The rehabilitation of Japan

After atomic bombs were dropped on the Japanese Industrial cities of Nagasaki and Hiroshima, Japan tendered its unconditional surrender to the United States in August 1945. And fighting in Asia stopped. MacArthur the Supreme Commander of the allied power in Asia accepted the formal surrender of the Japanese aboard USS Missouri on September 2, 1945. Several Japanese Officers and collaborators were later tried for their war crimes. One of them was General Tomoyoki Yamashita who was tried in Manila. He was found guilty and sentenced by the military tribunal. On 23 February 1946, he was hanged in Los Baños, Laguna.

In the aftermath of the war Japan was occupied by the Americans and Douglas MacArthur was the one in charge for its reconstruction. With his power, MacArthur virtually became Japan’s interim ruler. To respect Japanese sensibilities and restore national unity, he spared the emperor and his family from investigation relative to the war. He also initiated the drafting of the new constitution and the implementation of land reform. General MacArthur’s reconstruction and reformation efforts helped made Japan one of the leading world economies after the ravages of the war.

The Korean War

In 1950 communist North Korea attacked South Korea, and another armed conflict erupted. The five-star General MacArthur was again designated as the Supreme commander of the allied forces. He landed his troops at Inchon and drove the North Koreans further north. However, thousands of Chinese reinforcement pushed the allied forces back to the south. MacArthur then wanted to bring the war deep into China, but President Truman refused because it might escalate the war. Later MacArthur wrote a letter that a Republican Rep.
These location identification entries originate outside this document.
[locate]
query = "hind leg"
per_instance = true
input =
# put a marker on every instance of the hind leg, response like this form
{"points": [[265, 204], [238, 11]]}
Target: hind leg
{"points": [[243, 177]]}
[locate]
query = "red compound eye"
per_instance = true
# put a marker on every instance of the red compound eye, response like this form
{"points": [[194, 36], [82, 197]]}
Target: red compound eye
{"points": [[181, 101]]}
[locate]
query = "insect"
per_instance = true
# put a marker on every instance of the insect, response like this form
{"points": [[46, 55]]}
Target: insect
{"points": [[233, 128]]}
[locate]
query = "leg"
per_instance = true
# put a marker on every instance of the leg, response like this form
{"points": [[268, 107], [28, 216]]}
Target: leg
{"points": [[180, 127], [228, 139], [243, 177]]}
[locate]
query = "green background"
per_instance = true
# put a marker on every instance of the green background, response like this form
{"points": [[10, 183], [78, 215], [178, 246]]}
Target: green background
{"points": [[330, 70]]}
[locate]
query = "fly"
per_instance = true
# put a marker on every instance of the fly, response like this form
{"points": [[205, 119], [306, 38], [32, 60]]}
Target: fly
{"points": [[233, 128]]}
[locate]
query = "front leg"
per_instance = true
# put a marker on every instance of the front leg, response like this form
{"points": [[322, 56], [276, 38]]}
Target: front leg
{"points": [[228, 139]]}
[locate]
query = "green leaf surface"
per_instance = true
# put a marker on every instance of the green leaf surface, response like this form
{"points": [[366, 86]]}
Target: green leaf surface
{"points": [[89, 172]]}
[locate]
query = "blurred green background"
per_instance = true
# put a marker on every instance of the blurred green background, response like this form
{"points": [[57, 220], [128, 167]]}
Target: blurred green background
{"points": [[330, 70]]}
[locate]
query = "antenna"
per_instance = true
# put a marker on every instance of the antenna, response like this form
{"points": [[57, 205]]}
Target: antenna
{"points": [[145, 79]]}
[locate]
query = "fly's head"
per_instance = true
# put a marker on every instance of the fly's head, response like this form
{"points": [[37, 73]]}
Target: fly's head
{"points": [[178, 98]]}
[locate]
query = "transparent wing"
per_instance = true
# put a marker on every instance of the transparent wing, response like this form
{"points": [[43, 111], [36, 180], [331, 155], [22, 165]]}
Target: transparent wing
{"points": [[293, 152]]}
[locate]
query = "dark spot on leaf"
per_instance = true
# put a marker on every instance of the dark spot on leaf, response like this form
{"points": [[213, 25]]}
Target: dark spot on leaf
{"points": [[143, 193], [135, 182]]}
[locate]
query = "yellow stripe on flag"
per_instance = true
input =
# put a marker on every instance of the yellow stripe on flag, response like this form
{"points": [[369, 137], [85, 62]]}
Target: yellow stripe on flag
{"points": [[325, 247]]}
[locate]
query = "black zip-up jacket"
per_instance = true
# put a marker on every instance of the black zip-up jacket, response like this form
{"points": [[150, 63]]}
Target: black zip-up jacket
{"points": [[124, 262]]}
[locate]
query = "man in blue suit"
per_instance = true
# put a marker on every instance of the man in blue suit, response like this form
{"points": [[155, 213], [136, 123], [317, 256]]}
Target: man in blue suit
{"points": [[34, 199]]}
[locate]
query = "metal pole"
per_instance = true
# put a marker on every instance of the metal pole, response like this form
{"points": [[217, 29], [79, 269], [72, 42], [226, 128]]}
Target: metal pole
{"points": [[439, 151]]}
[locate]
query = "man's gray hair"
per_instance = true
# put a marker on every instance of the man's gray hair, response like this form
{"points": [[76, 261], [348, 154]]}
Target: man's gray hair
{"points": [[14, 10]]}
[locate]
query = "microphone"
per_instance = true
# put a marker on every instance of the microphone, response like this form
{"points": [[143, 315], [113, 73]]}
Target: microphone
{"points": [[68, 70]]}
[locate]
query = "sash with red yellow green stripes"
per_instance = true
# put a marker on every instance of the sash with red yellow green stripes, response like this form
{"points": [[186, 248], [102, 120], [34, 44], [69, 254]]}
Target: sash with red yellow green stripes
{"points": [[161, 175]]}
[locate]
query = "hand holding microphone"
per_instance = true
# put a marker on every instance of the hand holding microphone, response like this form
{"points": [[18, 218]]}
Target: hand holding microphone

Joseph William Martin, Jr. read in congress on April 5, 1951. The letter which was critical of the administration’s limited war policy prompted President Truman to relieve MacArthur of his command in April 1951. MacArthur was replaced by General Matthew Ridgway.

The final years

Living as civilian, MacArthur got himself employed as Chairman of the Remington Rand Corp. Later his advance age took a toll on his health. The frail retired General MacArthur along with Jean and Arthur made a “sentimental journey” back to the Philippines. He was warmly welcomed by President Carlos P. Garcia who awarded him the Philippine Legion of Honor. In 1962 General MacArthur was honored by West Point which conferred him the Sylvanus Thayer Award for outstanding service to the nation. He made a speech with a theme “Honor, Duty, Country”. In that speech he uttered the unforgettable saying:  “Old soldiers never die, they just fade away”. MacArthur died on April 5, 1964 at Washington D.C. where President Lyndon Johnson gave him a state funeral.

 MacArthur was an American general and hero who had somehow shaped the course of history of the Philippines and the world. He affected the lives of many people during the course his career. Perhaps, the Philippines had a special place in his heart. It was in Manila, Philippines where his mother died and his son Arthur was born. Above all, the Philippines was the place where he stayed most while he built his career as an officer. It was also the place where he fought and won most of his battles.